Cada vez hay más expertos que se dedican a analizar resultados electorales desde una perspectiva gerontológica (un ejemplo claro ha sido el referéndum del “brexit”), pero también las campañas electorales y las políticas que plantean los gobiernos. En 2014 Angela Merkel hizo algún “regalo” a los pensionistas tras ganar un tercer mandato; David Cameron en su última campaña electoral en el Reino Unido garantizó a los pensionistas la integridad de sus pensiones.

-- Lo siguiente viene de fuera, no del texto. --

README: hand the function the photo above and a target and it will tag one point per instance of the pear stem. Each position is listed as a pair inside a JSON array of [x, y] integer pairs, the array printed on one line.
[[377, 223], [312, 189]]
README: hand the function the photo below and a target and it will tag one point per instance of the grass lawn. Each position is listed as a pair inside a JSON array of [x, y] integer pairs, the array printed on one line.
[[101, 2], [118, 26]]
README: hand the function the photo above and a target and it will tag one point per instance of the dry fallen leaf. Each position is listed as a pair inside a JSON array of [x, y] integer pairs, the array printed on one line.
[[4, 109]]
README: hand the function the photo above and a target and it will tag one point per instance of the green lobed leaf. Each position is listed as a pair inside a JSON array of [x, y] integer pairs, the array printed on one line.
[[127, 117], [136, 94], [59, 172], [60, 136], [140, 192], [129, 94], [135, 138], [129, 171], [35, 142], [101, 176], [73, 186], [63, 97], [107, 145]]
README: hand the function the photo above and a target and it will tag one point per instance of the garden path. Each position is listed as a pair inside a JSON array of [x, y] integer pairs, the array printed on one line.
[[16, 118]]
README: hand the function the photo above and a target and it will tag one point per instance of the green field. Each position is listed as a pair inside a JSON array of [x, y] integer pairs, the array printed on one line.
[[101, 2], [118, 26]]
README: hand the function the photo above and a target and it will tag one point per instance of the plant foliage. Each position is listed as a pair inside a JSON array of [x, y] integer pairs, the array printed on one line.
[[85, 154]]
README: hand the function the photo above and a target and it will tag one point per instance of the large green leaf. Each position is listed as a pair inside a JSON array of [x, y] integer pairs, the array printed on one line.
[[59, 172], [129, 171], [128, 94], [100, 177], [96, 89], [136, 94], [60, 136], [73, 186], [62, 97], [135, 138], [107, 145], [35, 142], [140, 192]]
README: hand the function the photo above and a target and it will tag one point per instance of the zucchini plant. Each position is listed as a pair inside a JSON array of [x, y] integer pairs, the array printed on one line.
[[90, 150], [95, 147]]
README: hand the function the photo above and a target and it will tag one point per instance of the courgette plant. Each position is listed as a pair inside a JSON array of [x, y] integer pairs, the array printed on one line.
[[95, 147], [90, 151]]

En países como Francia e Italia cualquier atisbo de reforma es recibido con tanta virulencia por parte de los sindicatos que todo proyecto acaba en nada o casi.
La crisis económica ha afectado a países como España de una forma peculiar, pasándose de casos en que los hijos ayudaban a los padres jubilados a pagar la residencia a otros en los que son los padres, con pensiones que han mantenido casi al completo su poder adquisitivo, quienes ayudan a hijos que se han quedado sin trabajo o han visto rebajados sus ingresos. Pensemos que en España en 2012, un 27,3% de los hogares tenía como sustentador principal a un mayor de 64 años.
Cuando algún país plantea reformas, normalmente lo hace garantizando a los actuales pensionistas sus condiciones actuales y estableciendo rebajas (más años de cotización, retraso en la edad mínima de jubilación...) para los que tengan que jubilarse.
Estas medidas, sin un verdadero plan a largo plazo empiezan a generar tensión. En España el Estado está pagando pensiones con el “fondo” que se creó hace unos años cuando la sociedad era más joven. El problema es que, al ritmo actual, este no tardará en acabarse.